Avant votre réunion des 23 et 24 juin, je veux répondre à l’interpellation que plusieurs d’entre vous m’ont adressée, quant à mon absence prolongée du secrétariat désigné dans la foulée de la réunion nationale de Montreuil, en janvier dernier.

Autant vous le dire d’emblée, et quoi que cela relève à mes yeux de l’évidence, cette absence ne doit nullement à une impossibilité matérielle, mais au constat auquel mes camarades et moi-même avons bien dû nous résoudre : la trajectoire du secrétariat, autant que les décisions qui en auront émané ces derniers mois, ont rendu impossible la poursuite de notre engagement dans cette instance.

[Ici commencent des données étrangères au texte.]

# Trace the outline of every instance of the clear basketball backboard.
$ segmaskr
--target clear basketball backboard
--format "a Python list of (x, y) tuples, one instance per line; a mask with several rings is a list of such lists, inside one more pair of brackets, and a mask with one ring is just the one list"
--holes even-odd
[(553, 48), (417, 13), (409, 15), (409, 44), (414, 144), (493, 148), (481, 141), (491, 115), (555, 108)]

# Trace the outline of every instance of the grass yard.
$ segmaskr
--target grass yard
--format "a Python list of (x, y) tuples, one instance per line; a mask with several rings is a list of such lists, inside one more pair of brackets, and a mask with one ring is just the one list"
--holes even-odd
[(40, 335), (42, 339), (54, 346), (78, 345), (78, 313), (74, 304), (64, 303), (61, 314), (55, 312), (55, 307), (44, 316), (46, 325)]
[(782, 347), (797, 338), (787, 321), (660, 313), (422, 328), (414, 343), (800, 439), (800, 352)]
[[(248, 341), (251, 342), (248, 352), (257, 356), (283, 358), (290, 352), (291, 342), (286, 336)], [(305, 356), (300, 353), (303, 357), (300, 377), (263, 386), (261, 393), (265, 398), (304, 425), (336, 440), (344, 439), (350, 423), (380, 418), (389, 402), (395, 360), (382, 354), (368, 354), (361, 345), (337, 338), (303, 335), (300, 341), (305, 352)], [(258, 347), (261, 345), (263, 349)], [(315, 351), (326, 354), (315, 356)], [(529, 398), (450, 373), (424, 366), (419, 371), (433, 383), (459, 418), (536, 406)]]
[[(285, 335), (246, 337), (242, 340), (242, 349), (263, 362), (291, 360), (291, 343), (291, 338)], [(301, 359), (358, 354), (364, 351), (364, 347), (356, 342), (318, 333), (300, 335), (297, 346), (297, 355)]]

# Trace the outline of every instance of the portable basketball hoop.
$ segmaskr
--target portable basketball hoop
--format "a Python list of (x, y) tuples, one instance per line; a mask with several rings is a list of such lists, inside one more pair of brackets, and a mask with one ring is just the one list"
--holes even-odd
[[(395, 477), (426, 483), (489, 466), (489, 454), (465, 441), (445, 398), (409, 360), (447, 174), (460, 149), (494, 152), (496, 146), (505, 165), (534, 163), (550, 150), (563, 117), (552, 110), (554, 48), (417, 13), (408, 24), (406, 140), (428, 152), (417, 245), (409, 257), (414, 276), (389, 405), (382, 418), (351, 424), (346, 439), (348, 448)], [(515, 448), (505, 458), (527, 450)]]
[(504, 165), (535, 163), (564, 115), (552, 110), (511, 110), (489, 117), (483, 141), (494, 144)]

Je me suis donc tenu à l’écart de vos travaux, et mes camarades avec moi. Sans vouloir entrer dans des polémiques qui auraient encore alourdi le climat de division ayant suivi l’échec de notre démarche de rassemblement antilibéral en décembre dernier. Sans non plus rétorquer aux invectives ou aux injures dont certains, y compris parmi vous, ont cru bon de m’abreuver (je devrais d’ailleurs, ici aussi, utiliser le « nous », tant les attaques auront visé en tant que telle la sensibilité dont je suis l’un des animateurs).

Nous avons mené le débat sur les questions d’orientation, tranquillement, sereinement, lors de chaque réunion de la coordination, jusqu’à la rencontre nationale de Bobigny, au moyen de contributions écrites, déposées au nom de la « LCR Unitaire » ou cosignées avec des camarades partageant un point de vue similaire. Dès lors que, à chaque étape, les approches se révélaient profondément divergentes, que l’esprit de consensus cédait progressivement le pas à une ambiance d’intolérance inadmissible, il nous est apparu que nos échanges devenaient parfaitement vains, au moins à ce moment politique particulier.

Avec le recul, chacun devrait aujourd’hui convenir qu’un débat de fond nous a traversés dès le mois de janvier, et qu’il fut de très mauvaise politique de chercher à l’évacuer. Pour notre part, dès la rencontre de Montreuil, nous avions dit et écrit qu’une troisième candidature, issue l’espace antilibéral, ne serait pas de nature à renouer le fil brisé de la bataille pour l’unité. Cependant, prenant en compte la volonté de milliers de militants ou de citoyens de ne pas s’incliner devant les politiques de division qui avaient mené au fiasco de Saint-Ouen, nous avions volontiers souscris au « compromis » final de cette réunion. Les termes de ce compromis étaient clairs : vérifier la possibilité d’une relance du processus unitaire autour d’une candidature « trait d’union », que pouvait incarner José Bové, tout en préservant l’unité des collectifs en distinguant strictement la campagne Bové de la coordination des collectifs unitaires.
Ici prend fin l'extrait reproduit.